Cleon
Legend
I guess I can go for all those equivalences.
So do you prefer slow or confusion for the psionic blast equivalent?
That's a difficult matchup, because all the SRD spells that stun creatures are rather high level.
Upon second thought, we should use the same solution as the 3E Mind Flayer — give it a Mind Blast SLA:
Mind Blast (Sp): This psionic attack is a cone 60 feet long. Anyone caught in this cone must succeed on a DC 17 Will save or be stunned for 3d4 rounds. Mind flayers often hunt using this power and then drag off one or two of their stunned victims to feed upon. The save DC is Charisma-based. This ability is the equivalent of a 4th-level spell.
I'd prefer to down-power it a bit to match the 3E psionic power. If we make it different from an Illithid mind blast we ought to consider renaming the power though.
How about:
Psychic Blast (Sp): This psionic attack is a cone 30 feet long. Anyone caught in this cone must succeed on a DC X Will save or be stunned for 1d4 rounds. Monarch scorpions often hunt using this power and then drag off one or two of their stunned victims to feed upon. The save DC is Charisma-based. This ability is the equivalent of a 3rd-level spell.
I do actually think displacement is a better match to greater concealing amorpha, but the option for the two invisibility spells works very well.
Yeah, displacement is a more literal interpretation of greater concealing amorpha, but the lack of a "lesser displacement" with the same 20% miss chance of regular concealing amorpha makes it a bit more tricky.

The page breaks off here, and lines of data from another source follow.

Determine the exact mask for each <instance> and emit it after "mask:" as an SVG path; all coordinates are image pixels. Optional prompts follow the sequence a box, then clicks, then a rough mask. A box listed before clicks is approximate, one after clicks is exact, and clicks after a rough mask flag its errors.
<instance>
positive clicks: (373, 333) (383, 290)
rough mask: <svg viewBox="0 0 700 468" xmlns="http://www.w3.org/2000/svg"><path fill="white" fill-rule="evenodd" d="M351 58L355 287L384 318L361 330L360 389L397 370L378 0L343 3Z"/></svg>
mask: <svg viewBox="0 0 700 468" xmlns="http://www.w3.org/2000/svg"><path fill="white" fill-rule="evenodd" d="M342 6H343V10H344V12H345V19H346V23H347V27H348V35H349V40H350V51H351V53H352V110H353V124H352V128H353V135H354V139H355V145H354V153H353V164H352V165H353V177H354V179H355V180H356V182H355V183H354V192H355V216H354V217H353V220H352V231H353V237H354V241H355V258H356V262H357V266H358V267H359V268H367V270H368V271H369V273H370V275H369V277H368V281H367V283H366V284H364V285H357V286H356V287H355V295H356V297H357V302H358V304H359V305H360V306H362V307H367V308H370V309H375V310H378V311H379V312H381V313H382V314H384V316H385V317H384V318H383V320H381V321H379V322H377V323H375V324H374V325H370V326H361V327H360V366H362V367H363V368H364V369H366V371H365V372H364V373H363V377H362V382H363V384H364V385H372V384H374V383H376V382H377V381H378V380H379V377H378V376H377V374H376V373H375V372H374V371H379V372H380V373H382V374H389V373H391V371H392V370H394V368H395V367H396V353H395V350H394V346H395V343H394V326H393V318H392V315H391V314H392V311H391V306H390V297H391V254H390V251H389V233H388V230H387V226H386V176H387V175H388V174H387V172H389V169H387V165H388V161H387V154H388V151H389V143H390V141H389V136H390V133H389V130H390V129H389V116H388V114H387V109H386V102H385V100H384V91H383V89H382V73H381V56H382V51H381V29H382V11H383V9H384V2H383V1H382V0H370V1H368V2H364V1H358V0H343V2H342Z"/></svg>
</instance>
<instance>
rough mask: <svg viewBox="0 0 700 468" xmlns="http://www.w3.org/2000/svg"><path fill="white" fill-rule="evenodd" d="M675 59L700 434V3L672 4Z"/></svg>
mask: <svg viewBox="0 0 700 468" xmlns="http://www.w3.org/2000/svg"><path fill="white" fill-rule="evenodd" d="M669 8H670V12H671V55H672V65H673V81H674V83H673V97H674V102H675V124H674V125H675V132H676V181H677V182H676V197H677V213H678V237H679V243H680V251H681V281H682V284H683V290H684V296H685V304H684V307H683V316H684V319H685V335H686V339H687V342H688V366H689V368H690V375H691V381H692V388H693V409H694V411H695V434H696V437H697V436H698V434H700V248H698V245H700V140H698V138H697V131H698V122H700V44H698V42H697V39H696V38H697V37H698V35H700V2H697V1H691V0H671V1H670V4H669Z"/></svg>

Hang about, there's an obvious alternative:
concealing amorpha => blur.
greater concealing amorpha => displacement.
That said, the main reason I was using invisibility was that was the name of that particular psionic devotion in the original AD&D Monarch Scorpion, so using invisibility as the SLA seemed a bit closer to the original.
Only a bit though, since the AD&D version of psionic invisibility worked a lot differently to the spell version. The former targeted creatures and telepathically convinces them they cannot see the invisible subject(s), requiring a separate Power Check for every creature-subject match. That made it a lot weaker than spell invisibility.
That distinction is a bit academic for our purposes, since none of the spells under consideration are mind-affecting.